La France a conservé des relations fortes avec la part africaine de son ancien empire colonial. Certains pays continuent d'entretenir avec elles des relations importantes mais sourdement ou ponctuellement conflictuelles ; d'autres entretiennent, depuis le début, des relations non conflictuelles, voire un vrai partenariat. C'est le cas du Maroc. Ce n'est pas pour autant que ces relations ne s'émoussent pas. Il en est des relations entre les Etats comme des mariages, une crise peut les emporter comme le lent déclin de l'intérêt pour l'autre. La décision de diviser par deux le nombre de visas est ainsi à la fois blessante pour l'Etat marocain et pour les Marocains. L'Etat se voit sanctionné comme un "mauvais élève" alors qu'il occupe une place centrale dans la politique migratoire du continent à l'interface avec l'Europe et qu'il promeut, depuis une vingtaine d'année, une politique migratoire juste et équilibrée. A ceci s'ajoute le fait que n'importe quel Etat ne saurait accepter l'imposition d'une sanction visant à lui faire abandonner le contrôle de ses frontières par un Etat qui entend, lui, surcontrôler les siennes. On retrouve ici l'une de ces postures crument asymétriques qui font tant de mal dans les relations internationales.
Le pire, toutefois, semble les dommages au niveau des élites. La décision française ne peut pas y être lue indépendamment d'autres déceptions et d'autres énervements. Pour des raisons dont je ne discuterai pas de la pertinence dans ce texte, la position française de non-reconnaissance explicite de la marocanité du Sahara irrite de plus en plus ces élites en regard de sa reconnaissance plénière par les États-Unis. Que la France n'ait pas emboité le pas aux états-Unis, pour improbable que ce fût, a déçu. L'ampleur de cette déception ne doit pas être sous-estimée. Pour des raisons dont je ne discuterai pas davantage la pertinence, les sempiternelles controverses françaises sur l'islam et la laïcité ont convaincu une part de ces élites (disons la part un peu conservatrice) que l'Islam en tant que tel n'est pas aimé en France et une autre part (disons la part un peu plus mondialisée) que la stigmatisation de l'islamisme n'est rien d'autre que de la xénophobie et du racisme ripolinés.
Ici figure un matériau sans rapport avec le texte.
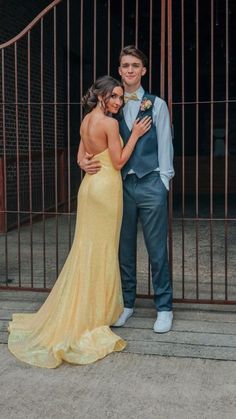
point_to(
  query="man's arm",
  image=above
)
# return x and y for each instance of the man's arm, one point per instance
(84, 161)
(161, 119)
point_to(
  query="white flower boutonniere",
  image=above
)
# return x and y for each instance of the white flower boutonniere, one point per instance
(145, 104)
Ces idée sont bien établies. A ce stade, plutôt que de mettre en cause leur justesse, c'est-à-dire se refuser à voir l'image que la France projette d'elle-même au Maroc, il serait judicieux de considérer que c'est d'abord avec ces élites-là que se fabrique ou se dé-fabrique la relation franco-marocaine politique, diplomatique, économique et culturelle ; et que le Maroc n'est pas qu'un partenaire de la France en Afrique, le Maroc est l'une porte de l'Afrique et l'un des leaders du continent. De ce point de vue, une bonne diplomatie consisterait à constater ce qui s'accumule et que la récente décision du gouvernement français aide à sédimenter ; une bonne diplomatie consisterait à éviter de froisser inutilement des partenaires pour des raisons de politiques électorales, en pensant - non sans une certaine arrogance - qu'il sera toujours temps, après, de recoller les morceaux. On peut penser que des partenaires ont tort ; ils peuvent avoir tort ; on ne peut ignorer ce qu’ils pensent, parce que ce qu’ils pensent est conséquentiel.
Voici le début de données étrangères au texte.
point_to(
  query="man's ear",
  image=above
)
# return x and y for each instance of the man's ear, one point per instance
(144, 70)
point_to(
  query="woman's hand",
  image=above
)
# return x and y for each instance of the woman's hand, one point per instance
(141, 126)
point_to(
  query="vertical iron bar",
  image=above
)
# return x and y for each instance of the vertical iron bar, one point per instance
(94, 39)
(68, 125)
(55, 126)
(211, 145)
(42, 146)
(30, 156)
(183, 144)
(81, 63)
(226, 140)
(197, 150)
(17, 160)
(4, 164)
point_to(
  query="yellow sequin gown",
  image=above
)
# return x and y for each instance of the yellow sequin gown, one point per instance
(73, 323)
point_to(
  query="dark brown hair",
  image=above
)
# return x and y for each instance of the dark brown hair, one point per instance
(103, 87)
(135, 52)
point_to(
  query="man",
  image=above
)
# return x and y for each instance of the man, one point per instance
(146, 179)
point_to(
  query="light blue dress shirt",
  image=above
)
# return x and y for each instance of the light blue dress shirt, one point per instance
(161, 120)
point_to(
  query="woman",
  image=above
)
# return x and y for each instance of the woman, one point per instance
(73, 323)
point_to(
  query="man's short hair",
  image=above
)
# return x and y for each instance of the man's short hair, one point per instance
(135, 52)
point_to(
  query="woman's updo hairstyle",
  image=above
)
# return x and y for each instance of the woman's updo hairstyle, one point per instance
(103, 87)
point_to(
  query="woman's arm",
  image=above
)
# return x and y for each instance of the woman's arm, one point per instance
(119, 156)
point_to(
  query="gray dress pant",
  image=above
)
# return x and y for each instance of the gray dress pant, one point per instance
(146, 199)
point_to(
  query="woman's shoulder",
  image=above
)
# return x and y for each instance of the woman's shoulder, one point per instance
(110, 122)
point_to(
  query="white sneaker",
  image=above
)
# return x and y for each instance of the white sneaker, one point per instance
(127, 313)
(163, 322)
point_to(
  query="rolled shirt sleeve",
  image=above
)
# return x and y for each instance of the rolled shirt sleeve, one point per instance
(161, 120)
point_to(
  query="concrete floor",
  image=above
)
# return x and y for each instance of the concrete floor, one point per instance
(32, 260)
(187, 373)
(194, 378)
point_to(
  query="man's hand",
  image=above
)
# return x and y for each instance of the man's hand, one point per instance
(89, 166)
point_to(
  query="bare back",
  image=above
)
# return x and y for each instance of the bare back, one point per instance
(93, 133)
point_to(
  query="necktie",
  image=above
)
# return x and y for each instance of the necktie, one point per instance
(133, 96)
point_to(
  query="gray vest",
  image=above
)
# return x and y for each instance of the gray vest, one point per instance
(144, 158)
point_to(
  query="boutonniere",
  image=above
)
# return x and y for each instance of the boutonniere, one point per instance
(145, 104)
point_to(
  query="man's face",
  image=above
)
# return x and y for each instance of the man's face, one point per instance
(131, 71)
Même pour le moins complotiste des observateurs, il est, toutefois, difficile de ne pas attribuer l'actuel raidissement sur les visas à la campagne électorale française où la conjonction de la candidature de Marine Le Pen et de la très possible candidature d'Eric Zemmour pousse la plupart des candidats déclarés ou non déclarés à en remettre sur l'immigration, l'islam et la mémoire coloniale. Certes, l'enjeu est d'empêcher la victoire électorale des candidats des extrêmes, mais à force d'incorporer leurs idées dans les programmes et les propositions, il risque d'arriver que, même si Marine Le Pen ou Eric Zemmour ne gagnent pas les élections, ce que l'on peut légitimement espérer, leurs idées finissent, elle, par les remporter. Le risque est aussi dans l’alignement discursif.